Born in Brooklyn, NY, Katz studied at The Cooper Union Art School in Manhattan, where he received his BA in 1949. Katz is a long-term resident of Manhattan, and has summered in Lincolnville, Maine since the 1950s.

From 1955 to 1959, Katz made small collages of figures in landscapes from hand-colored strips of delicately cut paper. In the late 1950s, he moved towards greater realism in his paintings and began exploring portraiture and monochromatic elements. In the early 1960s, influenced by films, television, and billboard advertising, Katz began painting large-scale paintings, often with dramatically cropped faces.

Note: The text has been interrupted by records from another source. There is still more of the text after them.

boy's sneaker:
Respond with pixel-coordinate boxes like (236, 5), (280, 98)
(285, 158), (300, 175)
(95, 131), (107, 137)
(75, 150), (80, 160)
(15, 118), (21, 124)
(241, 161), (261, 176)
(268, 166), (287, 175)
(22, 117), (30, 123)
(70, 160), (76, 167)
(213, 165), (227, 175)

In 1957, Katz met his future wife after Ada, and after marrying her in 1958, the artist redirected his attention to portraiture. Ada became his most prolific subject as Katz completed over two hundred portraits of his partner throughout the years. After 1964, Katz increasingly portrayed groups of figures. He would continue painting these complex groups into the 1970s. In the 1980s, Katz took on fashion imagery before focusing his attention on large landscape paintings in the late 1980s and 1990s. At the turn of the century, Katz returned to his interest in painting flowers.

Though the artist marked his beginnings in printmaking while still a student at Cooper Union, he went almost a decade focusing his creative energy on other pursuits. In 1965, the artist returned to printmaking with screenprints composed of large swaths of flat color.

Katz’ prints are often based on his paintings. Each print offers Katz an opportunity to rework an image without the hit-or-miss stakes of painting. Using the multiplicity of prints, Katz is able to reimagine details of his painted works, altering color, scale and detail. Katz was further attracted to the idea that prints could serve as “surrogate paintings,” as he refers to them, rather than ordinary duplications of his painted works. Indeed, rather than being simple remakes, the prints he makes of his paintings count as genuine artistic endeavors of their own right, which makes them both offshoots of his original artistic execution and works of their own. In this way, Katz’ prints are simultaneously reductions and extensions of his canvases.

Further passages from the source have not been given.